東芝事件総決算 会計と監査から解明する不正の実相

東芝事件総決算 会計と監査から解明する不正の実相

 

  たとえば,東芝の第三者委員会は,ウェスチングハウスののれんの減損問題を調査対象としていませんが,久保先生の分析によれば,たとえ調査対象にしていたとしても,「監査法人の判断を尊重して問題としない」という結論になったということです。その理由としては,次の2点を挙げています(12ページ)。

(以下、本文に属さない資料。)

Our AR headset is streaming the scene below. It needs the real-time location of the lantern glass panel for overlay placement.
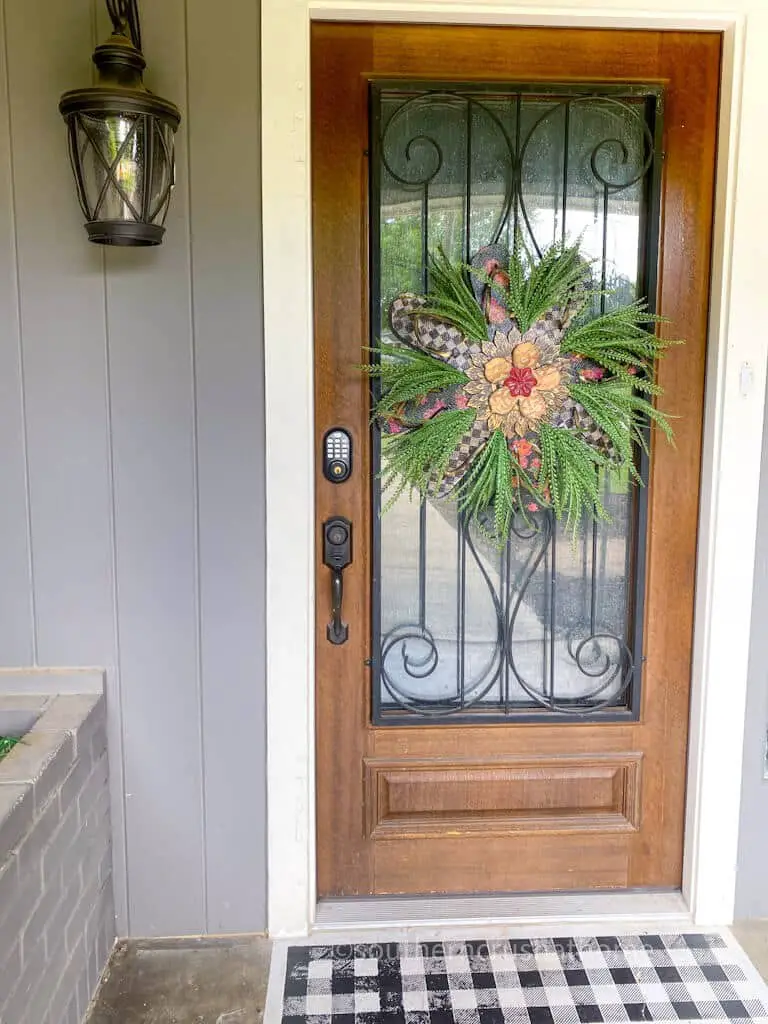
[78,114,144,220]
[146,118,174,224]
[76,114,173,225]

SESCは,第三者委員会の調査範囲の決定を監視していたはずなので,ウェスチングハウスののれんの減損に問題がありそうであれば,調査範囲に加えるように東芝に指示したであろうこと

金融庁は,新日本監査法人の処分に当たって,のれんの減損問題を検討したはずだが,処分文書にはのれんの減損問題について触れられていないこと

 なるほど。第三者委員会の調査範囲を東芝が決めるなんてとんでもないことだ,なぜ,のれんの減損が調査範囲から除外されているのかと,表層的な批判をするのに止まらず,結果的に,調査をしたとしても問題にはならなかったのではないかという指摘は,初めて目にした気がします。

 他にも,PwCあらた監査法人による「限定付き適正意見」の表明や東京証券取引所による「上場維持」の判断などの,トピックについて,明快な分析が提示されています。

 東芝事件に関する著作はいくつも読ませていただきましたが,「総決算」を自称するだけのことはありました。